Medaglia d'oro al Valor Militare alla memoria

Giovane ufficiale imbarcato sin dall'inizio delle ostilità su di un sommergibile, partecipava a numerose azioni di guerra facendo rifulgere in ogni occasione le sue superbe doti di entusiasmo e di ardimento.
Nel corso di una missione in Atlantico, durante la quale il suo sommergibile ingaggiava aspro combattimento col cannone contro un piroscafo armato nemico, accortosi che l'armamento del pezzo era in difficoltà a causa della violenza del mare, scendeva di slancio con spontanea decisione, dalla torretta in coperta e, raggiunti i suoi uomini, assumeva la direzione del tiro, partecipando egli stesso al caricamento del pezzo ed alla sua manovra.

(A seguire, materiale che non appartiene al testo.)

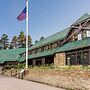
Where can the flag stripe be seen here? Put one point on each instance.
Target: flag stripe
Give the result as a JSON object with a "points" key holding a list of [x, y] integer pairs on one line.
{"points": [[22, 15]]}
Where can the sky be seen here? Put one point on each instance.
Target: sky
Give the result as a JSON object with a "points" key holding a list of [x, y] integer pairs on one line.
{"points": [[46, 17]]}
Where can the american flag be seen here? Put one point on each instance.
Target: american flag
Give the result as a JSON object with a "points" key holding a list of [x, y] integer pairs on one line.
{"points": [[22, 15]]}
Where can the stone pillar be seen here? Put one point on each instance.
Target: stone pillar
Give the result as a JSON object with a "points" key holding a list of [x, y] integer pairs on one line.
{"points": [[60, 59], [43, 61], [34, 62]]}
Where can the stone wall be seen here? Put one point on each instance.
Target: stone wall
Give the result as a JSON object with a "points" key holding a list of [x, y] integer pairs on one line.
{"points": [[60, 59]]}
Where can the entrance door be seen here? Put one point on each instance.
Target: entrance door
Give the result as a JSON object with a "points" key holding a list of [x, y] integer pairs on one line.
{"points": [[86, 57]]}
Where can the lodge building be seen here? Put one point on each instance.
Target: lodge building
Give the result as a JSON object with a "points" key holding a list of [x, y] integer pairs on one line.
{"points": [[70, 46]]}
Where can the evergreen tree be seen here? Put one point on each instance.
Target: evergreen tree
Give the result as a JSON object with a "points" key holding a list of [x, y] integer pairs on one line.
{"points": [[4, 41]]}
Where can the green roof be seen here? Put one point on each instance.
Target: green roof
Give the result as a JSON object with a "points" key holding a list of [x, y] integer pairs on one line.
{"points": [[10, 54], [75, 45], [85, 16], [41, 54], [55, 37]]}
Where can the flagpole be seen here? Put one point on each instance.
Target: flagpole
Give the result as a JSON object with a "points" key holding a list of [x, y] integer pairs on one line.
{"points": [[27, 34]]}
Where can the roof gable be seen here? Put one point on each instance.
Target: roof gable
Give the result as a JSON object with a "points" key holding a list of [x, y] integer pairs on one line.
{"points": [[57, 36], [83, 17]]}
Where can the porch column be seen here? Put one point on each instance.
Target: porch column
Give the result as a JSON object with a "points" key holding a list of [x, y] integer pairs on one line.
{"points": [[43, 61], [34, 62], [89, 56]]}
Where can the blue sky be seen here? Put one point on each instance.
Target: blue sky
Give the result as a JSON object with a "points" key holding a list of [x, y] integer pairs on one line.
{"points": [[46, 17]]}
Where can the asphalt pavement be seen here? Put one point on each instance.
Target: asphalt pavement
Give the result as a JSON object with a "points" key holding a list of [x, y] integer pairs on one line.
{"points": [[10, 83]]}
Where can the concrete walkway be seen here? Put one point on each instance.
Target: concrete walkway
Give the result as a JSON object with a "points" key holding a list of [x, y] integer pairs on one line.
{"points": [[9, 83]]}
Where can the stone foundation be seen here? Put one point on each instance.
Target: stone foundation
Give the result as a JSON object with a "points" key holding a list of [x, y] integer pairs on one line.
{"points": [[60, 59]]}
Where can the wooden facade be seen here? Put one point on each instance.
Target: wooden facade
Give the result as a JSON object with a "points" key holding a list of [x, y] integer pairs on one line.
{"points": [[78, 31]]}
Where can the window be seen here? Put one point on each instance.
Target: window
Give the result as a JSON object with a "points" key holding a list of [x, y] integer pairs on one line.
{"points": [[84, 34], [88, 33], [79, 36]]}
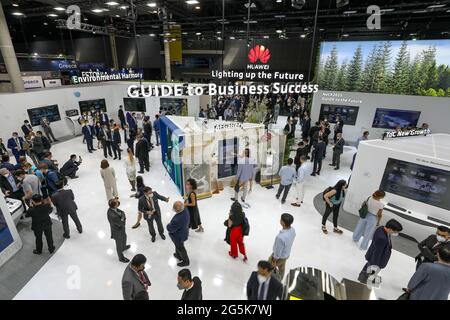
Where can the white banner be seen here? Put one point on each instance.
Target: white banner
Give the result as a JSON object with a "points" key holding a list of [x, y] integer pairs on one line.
{"points": [[50, 83], [32, 82]]}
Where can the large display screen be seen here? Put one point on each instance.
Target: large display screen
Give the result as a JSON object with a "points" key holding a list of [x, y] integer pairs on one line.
{"points": [[391, 118], [6, 238], [348, 113], [49, 112], [92, 105], [417, 182], [389, 67], [134, 104]]}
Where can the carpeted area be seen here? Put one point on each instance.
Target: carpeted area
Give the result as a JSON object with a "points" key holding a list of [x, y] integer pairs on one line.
{"points": [[348, 221], [18, 271]]}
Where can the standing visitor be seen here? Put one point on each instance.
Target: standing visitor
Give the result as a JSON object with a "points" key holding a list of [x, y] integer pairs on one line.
{"points": [[117, 221], [283, 245], [366, 225], [178, 229], [190, 202], [109, 180], [287, 175], [333, 200]]}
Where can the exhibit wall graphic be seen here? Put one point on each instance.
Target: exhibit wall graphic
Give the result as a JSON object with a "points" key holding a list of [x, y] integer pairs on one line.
{"points": [[396, 67]]}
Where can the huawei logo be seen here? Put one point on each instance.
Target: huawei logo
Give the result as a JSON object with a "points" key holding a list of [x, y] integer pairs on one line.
{"points": [[260, 53]]}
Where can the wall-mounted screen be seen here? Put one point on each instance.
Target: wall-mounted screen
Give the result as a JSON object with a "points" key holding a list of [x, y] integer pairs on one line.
{"points": [[228, 150], [390, 67], [348, 113], [49, 112], [134, 104], [174, 106], [417, 182], [391, 118], [92, 105]]}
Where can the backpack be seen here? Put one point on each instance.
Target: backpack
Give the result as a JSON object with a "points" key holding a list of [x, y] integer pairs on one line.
{"points": [[326, 191], [364, 209], [245, 227]]}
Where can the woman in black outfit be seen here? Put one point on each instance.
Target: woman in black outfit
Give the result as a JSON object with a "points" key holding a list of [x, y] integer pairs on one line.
{"points": [[190, 202], [139, 193]]}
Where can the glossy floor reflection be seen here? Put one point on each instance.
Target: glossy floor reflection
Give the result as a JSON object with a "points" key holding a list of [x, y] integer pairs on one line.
{"points": [[86, 266]]}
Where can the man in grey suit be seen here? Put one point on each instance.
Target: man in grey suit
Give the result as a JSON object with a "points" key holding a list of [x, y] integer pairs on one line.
{"points": [[117, 221], [338, 149], [135, 280], [64, 201], [149, 206]]}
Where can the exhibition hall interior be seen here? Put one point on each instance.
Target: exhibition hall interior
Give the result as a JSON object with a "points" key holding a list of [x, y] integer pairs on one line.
{"points": [[224, 150]]}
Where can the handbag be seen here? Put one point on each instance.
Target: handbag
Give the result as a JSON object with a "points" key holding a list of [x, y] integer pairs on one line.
{"points": [[364, 210]]}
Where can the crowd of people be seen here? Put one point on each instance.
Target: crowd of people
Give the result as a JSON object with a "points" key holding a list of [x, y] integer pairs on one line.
{"points": [[42, 188]]}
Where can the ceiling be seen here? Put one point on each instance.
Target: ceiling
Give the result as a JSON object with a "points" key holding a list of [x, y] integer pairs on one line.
{"points": [[203, 21]]}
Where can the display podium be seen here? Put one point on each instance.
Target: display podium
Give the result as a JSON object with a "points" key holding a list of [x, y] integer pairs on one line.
{"points": [[307, 283]]}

Investito dall'onda di esplosione di un proiettile scoppiato a poca distanza dal sommergibile e ferito da scheggia, veniva violentemente lanciato contro la torretta. Incurante del suo stato e spinto solo dal suo generoso impulso, riusciva con sforzo sovrumano a rialzarsi e trascinatosi di nuovo presso i suoi uomini, aiutava a caricare il pezzo e ordinava il fuoco. Stremato di forze si abbatteva qualche istante dopo in coperta e, travolto da un'ondata scompariva in mare.
Esempio in vita di entusiasmo e di attaccamento al servizio, esempio in morte di eroica virtù.
Oceano Atlantico, 9 gennaio 1941

Nacque a Torino il 12 ottobre 1915. Figlio di ammiraglio, volle seguire le orme paterne e nel 1933 entro nell'Accademia Navale di Livorno conseguendo, nel giugno 1938 al termine dei regolari corsi, la nomina a Guardiamarina. Imbarcò prima sull'incrociatore Trento, quindi sulla nave coloniale Eritrea, dislocata in Mar Rosso e sulla quale conseguì la promozione a Sottotenente di Vascello nell'ottobre 1939.
Passato ad operare nell'ambito di una Squadriglia MAS, nel gennaio 1940 imbarcò sul sommergibile Argo. Alla vigilia del secondo conflitto mondiale passò sul sommergibile oceanico Glauco, il quale nelle acque dell'Oceano Atlantico sostenne, il 9 gennaio 1941, un cruento duello d'artiglieria con un piroscafo nemico armato con armi di calibro superiore.
Assunta personalmente la direzione del tiro, venne prima ferito da schegge e poi travolto da una forte ondata, quando le sue forze erano ormai allo stremo, scomparve in mare.
Altre decorazioni: Croce di Guerra al Valore Militare (Mediterraneo occidentale, 26 giugno 1940).